Como qualquer tecnologia inovadora, o ingresso massivo dos carros elétricos no mercado brasileiro promoverá alterações importantes na realidade e trará novos desafios. O direito, como mecanismo de regulação das condutas humanas, terá que lidar com essas mudanças, seja por meio das leis e regulamentos já existentes, seja pela edição de outros atos normativos quando os atuais se mostrarem insuficientes.

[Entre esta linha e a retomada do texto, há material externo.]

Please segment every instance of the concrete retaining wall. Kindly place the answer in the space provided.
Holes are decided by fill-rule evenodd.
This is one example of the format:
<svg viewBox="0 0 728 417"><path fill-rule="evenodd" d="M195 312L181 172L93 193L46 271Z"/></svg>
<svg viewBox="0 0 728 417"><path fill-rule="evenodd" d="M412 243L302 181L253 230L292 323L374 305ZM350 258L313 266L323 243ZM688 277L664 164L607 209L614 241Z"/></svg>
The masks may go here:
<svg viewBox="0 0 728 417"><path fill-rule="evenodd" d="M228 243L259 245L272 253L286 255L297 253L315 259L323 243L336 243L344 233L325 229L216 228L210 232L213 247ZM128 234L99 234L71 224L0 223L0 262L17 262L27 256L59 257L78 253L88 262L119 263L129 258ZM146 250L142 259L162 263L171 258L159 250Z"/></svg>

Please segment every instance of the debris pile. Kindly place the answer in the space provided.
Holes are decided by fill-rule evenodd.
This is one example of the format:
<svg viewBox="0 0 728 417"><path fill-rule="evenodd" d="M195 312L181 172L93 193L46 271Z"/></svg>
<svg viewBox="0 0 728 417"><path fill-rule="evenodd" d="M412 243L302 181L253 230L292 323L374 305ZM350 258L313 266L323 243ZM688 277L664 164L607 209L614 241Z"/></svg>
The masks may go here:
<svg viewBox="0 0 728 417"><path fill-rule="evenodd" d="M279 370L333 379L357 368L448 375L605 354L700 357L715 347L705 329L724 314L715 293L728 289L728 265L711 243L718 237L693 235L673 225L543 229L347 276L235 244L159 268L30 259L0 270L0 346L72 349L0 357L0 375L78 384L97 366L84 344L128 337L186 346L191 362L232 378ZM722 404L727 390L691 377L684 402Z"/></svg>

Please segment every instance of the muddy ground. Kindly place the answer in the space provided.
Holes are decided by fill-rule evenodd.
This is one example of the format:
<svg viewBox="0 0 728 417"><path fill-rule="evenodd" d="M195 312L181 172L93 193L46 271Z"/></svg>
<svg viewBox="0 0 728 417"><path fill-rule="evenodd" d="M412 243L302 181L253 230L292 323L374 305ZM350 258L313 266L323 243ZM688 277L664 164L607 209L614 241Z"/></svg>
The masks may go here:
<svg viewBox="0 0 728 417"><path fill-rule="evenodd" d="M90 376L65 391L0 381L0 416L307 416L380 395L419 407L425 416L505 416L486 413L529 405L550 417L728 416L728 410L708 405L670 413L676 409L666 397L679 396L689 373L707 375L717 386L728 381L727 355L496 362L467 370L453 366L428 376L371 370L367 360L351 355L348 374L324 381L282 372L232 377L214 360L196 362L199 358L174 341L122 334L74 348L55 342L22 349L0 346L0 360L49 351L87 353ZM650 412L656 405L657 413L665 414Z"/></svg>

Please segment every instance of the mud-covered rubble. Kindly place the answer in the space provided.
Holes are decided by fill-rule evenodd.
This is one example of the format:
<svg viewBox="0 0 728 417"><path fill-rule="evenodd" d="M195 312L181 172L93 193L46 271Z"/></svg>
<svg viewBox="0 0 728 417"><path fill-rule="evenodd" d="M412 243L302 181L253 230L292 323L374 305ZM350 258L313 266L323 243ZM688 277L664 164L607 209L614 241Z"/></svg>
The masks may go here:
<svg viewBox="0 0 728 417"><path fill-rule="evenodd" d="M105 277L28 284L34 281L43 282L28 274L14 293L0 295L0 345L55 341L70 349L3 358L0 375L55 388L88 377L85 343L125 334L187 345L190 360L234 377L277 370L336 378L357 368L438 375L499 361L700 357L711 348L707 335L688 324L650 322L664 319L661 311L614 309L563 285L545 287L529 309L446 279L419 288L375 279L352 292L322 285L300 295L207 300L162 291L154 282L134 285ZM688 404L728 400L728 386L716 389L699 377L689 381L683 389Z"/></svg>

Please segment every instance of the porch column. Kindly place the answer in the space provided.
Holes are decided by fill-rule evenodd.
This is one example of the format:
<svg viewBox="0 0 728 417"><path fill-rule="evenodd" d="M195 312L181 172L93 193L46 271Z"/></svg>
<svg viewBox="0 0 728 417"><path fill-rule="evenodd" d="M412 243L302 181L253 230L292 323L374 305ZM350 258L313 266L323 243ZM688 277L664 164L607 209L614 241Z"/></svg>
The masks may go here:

quinta-feira, 21 de setembro de 2017

Atualizado às 09:33

Na semana passada, teve início a 67ª edição do Salão do Automóvel de Frankfurt. Considerado o maior e mais importante do gênero, esse evento tradicionalmente indica as novidades e tendências do mercado automotivo. Neste ano, assim como no anterior, quem brilhou com mais intensidade foram os veículos elétricos1, indicando que a transição para um mercado em que eles passarão de coadjuvantes a protagonistas é uma questão de tempo.

Como qualquer tecnologia inovadora, o ingresso massivo dos carros elétricos no mercado brasileiro promoverá alterações importantes na realidade e trará novos desafios. O direito, como mecanismo de regulação das condutas humanas, terá que lidar com essas mudanças, seja por meio das leis e regulamentos já existentes, seja pela edição de outros atos normativos quando os atuais se mostrarem insuficientes. O presente artigo pretende tratar de alguns dos impactos dessa revolução.

Convencionou-se chamar de carros elétricos os veículos automotores que utilizam pelo menos um motor elétrico para acionamento da (s) roda(s)2. Não estão incluídos nesse conceito veículos que funcionam sob trilhos, tais como trens e metrôs, que também são movidos por eletricidade, mas não rodam com pneus. É fácil entender o porquê dessa convenção. Os carros elétricos são vistos como um substituto dos chamados carros tradicionais, movidos com motores de combustão interna. Assim, restringir o conceito apenas a esse tipo de veículo permite uma comparação adequada entre eles, o que não seria possível se abarcasse também meios de transporte totalmente distintos.

Antes tidos como um sonho distante, os carros elétricos começam a se tornar realidade ao redor do mundo. Segundo a Agência Internacional de Energia3, em 2016, foram vendidos 750 mil veículos plug-in, o que permitiu que o número carros desse tipo em circulação alcançasse 2 milhões de unidades. Esse número inclui veículos puramente elétricos, conhecidos como BEVs, e também os plug-in híbridos (ou PHEVs), que são movidos a eletricidade, mas também possuem motor de combustão interna. Não estão incluídos os veículos puramente híbridos, que não admitem recarga externa da bateria. O maior mercado em termos de número de veículos vendidos segue sendo a China, seguida pela Europa e pelos Estados Unidos, ao passo que a Noruega lidera em termos de participação desses veículos em market share, que já alcança 29%.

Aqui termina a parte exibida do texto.